At the Bank we have a home-grown ETL framework that we've been using for quite some time. We recently completed a total rewrite, but unfortunately we left out a few changes. Had I gotten those changes in 5 months ago, I would have only had to break the API of about 10 modules. Today, in order to make those changes, I have to break the API of 122 modules.
What follows is an account of this ordeal, provided for entertainment value only. There will be a future post that explains some of the things I did to make this task surmountable.
- Day 1:
- 3:45pm - 122 modules left
- 4:31pm - 112 modules left - And then I remember there's another feature to add that will require another migration of all these modules I will have to do.
- 4:52pm - 106 modules left - Test::Continuous removes 3 steps for each module. Total time saved: HOLY FUCK THAT'S AWESOME
- 5:35pm - 97 modules left - Every commit message during this ordeal is another love note to those who put off this migration five months ago, when there were only 10 modules to migrate.
- 6:09pm - 94 modules left - New API to change: Create a role to do it for me! +100 experience points!
- 6:15pm - 93 modules left - Why unpack the hash of args passed-in to the method if the method you're calling takes exactly the same arguments?
my $arg_name = $args{arg_name}; return $self->method( arg_name => $arg_name )
should never happen! - 6:37pm - 87 modules left - A thought: If the other team using this project ultimately rejects this API change, I get to write my own brand-new ETL framework from scratch! Temptation, thy name is Zoidberg.
- 6:51pm - 84 modules left - Found a bug in the new API! Finally something interesting to do!
- 7:00pm - 80 modules left - Every time you copy/paste code in tests, God inflicts another programmer with carpal tunnel. Please think of the programmers.
- Day 2:
- 3:02pm - 80 modules left - Let's see if I remember all the macros I left in vim over the weekend... Test::Continuous is still running, which is nice
- 3:18pm - 71 modules left - The end is in sight!
- 4:30pm - 52 modules left - Perhaps I was premature...
- 6:30pm - 41 modules left - Caught up putting out fires in other places. Derail.
- Day 3:
- 1:35pm - 41 modules left - Another bug in the new API. Doing it this way is certainly shaking out the bugs.
- 2:21pm - 20 modules left - Smooth sailing at last...
- 3:47pm - 0 modules left - AND THE CROWD GOES WILD!
Total time elapsed: 3.25+3.5+2.25 = 9 hours. Not bad for 130 commits to migrate 122 modules.
I can't help but think that if you need to change 120 modules if ONE API changes you could have made some abstraction somewhere.
Still, I'm happy for you you pulled this one off...

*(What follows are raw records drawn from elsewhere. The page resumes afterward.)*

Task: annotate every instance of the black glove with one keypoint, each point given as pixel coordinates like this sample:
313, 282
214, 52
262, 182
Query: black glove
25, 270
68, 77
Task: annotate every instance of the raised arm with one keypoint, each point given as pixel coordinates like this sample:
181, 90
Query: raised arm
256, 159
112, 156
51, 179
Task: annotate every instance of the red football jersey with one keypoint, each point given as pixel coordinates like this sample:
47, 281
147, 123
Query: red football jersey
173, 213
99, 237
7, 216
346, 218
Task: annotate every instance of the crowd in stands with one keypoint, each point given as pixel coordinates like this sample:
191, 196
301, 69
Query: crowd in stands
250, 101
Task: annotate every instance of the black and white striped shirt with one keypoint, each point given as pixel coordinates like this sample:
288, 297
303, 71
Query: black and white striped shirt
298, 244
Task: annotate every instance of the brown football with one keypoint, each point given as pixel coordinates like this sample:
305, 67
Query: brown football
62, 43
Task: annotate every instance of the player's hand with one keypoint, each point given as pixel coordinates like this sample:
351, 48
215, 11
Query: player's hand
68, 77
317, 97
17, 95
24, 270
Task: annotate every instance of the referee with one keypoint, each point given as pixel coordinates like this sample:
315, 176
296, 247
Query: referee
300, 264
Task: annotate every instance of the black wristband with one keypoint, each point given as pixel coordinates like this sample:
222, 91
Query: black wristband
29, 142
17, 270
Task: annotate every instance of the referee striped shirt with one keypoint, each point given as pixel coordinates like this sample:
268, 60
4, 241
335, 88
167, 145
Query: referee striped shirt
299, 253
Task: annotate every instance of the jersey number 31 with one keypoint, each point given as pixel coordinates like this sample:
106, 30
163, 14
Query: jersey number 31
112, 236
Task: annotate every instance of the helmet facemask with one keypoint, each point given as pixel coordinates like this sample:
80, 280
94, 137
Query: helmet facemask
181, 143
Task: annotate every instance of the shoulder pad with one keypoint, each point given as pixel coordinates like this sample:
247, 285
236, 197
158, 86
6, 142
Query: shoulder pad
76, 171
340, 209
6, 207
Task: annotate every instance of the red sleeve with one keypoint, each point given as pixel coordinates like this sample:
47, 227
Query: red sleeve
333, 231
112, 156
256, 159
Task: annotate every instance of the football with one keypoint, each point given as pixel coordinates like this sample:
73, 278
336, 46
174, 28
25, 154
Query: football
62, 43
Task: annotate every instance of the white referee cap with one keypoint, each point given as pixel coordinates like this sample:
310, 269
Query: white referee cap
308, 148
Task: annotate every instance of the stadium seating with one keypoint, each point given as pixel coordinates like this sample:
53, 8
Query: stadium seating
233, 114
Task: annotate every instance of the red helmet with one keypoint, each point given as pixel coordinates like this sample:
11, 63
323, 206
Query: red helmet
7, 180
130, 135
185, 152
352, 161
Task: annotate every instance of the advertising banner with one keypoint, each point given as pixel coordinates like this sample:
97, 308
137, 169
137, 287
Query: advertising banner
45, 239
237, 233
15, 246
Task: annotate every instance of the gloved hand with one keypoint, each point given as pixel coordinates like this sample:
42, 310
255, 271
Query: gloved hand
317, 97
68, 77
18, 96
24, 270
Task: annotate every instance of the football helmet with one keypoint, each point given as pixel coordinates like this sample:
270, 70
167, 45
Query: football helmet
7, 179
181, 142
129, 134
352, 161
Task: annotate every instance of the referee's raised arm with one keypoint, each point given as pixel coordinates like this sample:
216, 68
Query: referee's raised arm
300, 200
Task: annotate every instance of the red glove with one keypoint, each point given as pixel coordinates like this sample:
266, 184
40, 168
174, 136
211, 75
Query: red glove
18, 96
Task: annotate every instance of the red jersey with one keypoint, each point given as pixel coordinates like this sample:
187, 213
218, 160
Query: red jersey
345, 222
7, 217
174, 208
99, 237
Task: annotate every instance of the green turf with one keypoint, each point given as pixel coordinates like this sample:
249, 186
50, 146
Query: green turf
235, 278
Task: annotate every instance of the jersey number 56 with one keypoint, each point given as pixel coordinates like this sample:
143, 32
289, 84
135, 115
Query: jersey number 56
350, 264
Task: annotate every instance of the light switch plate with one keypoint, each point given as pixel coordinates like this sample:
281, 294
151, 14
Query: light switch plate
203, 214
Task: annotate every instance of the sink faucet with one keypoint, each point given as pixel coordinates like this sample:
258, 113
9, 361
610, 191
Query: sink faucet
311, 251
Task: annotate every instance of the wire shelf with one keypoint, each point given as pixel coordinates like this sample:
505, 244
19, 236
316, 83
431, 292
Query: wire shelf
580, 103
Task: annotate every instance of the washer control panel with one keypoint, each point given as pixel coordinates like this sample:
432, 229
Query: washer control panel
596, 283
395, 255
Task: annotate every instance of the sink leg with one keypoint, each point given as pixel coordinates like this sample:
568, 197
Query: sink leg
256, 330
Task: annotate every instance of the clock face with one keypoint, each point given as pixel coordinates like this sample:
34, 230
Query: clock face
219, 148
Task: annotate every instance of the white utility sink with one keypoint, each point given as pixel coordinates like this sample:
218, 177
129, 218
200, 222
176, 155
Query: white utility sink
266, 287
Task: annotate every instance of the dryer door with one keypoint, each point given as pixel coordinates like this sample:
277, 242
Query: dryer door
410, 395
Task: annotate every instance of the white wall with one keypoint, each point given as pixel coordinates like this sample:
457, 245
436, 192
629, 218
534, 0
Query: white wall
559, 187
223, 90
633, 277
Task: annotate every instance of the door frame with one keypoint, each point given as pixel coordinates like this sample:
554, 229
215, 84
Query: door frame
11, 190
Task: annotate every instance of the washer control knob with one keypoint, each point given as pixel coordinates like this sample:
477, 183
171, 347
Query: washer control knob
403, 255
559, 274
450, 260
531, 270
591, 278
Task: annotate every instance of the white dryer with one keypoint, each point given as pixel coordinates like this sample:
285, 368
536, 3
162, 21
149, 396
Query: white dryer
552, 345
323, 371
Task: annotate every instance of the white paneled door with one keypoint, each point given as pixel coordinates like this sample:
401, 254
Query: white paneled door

I love how you keep detailed timing. I have been similarly keeping time on daily.org and weekly.org files for the past several months, but not yet to this level of detail.
That is a large number of modules to maintain for ETL. We have 3-4 main modules used for our ETL process.
Can you give a break down of the modules and what they are used for? What is your database you load to?
There is some refactoring we can do, but not as much as you'd think: These are all client modules of the framework. They're the implementations. They get/put data from/into databases (7, including CSV and JSON), they get data from various analytic libraries, news feeds, web scraping, and other such. Then there are the transform modules that run more analysis (using 12 functions with different calling conventions from 2 different libraries).
It's all business logic, which can be difficult to abstract.
We have two teams that each have different databases. We have three databases that we directly manage: Sybase and two commercial time-series databases. We also have CSV and JSON "database" modules so we can chop up a job or save a copy of data for later auditing.
A bunch of modules are simply sources of data: News feeds from Reuters and Bloomberg, internal feeds, data from other internal databases not managed by us.
The bulk of the modules I had to change were data transforms. Fills (forward, backward, sparse), simple derivations (divide by X, multiply by X, reciprocal, etc...), rich analytics (using internal libraries), data normalization, remove holidays/weekends, and loads more. Here is where business logic is put, so a lot of these are ugly custom things that only one client really cares about.
The more pieces that are available, the easier it is to create the custom process that the client inevitably wants (we don't use our own data, someone else asks us to prepare data for them). We chain the pieces together to create the solution.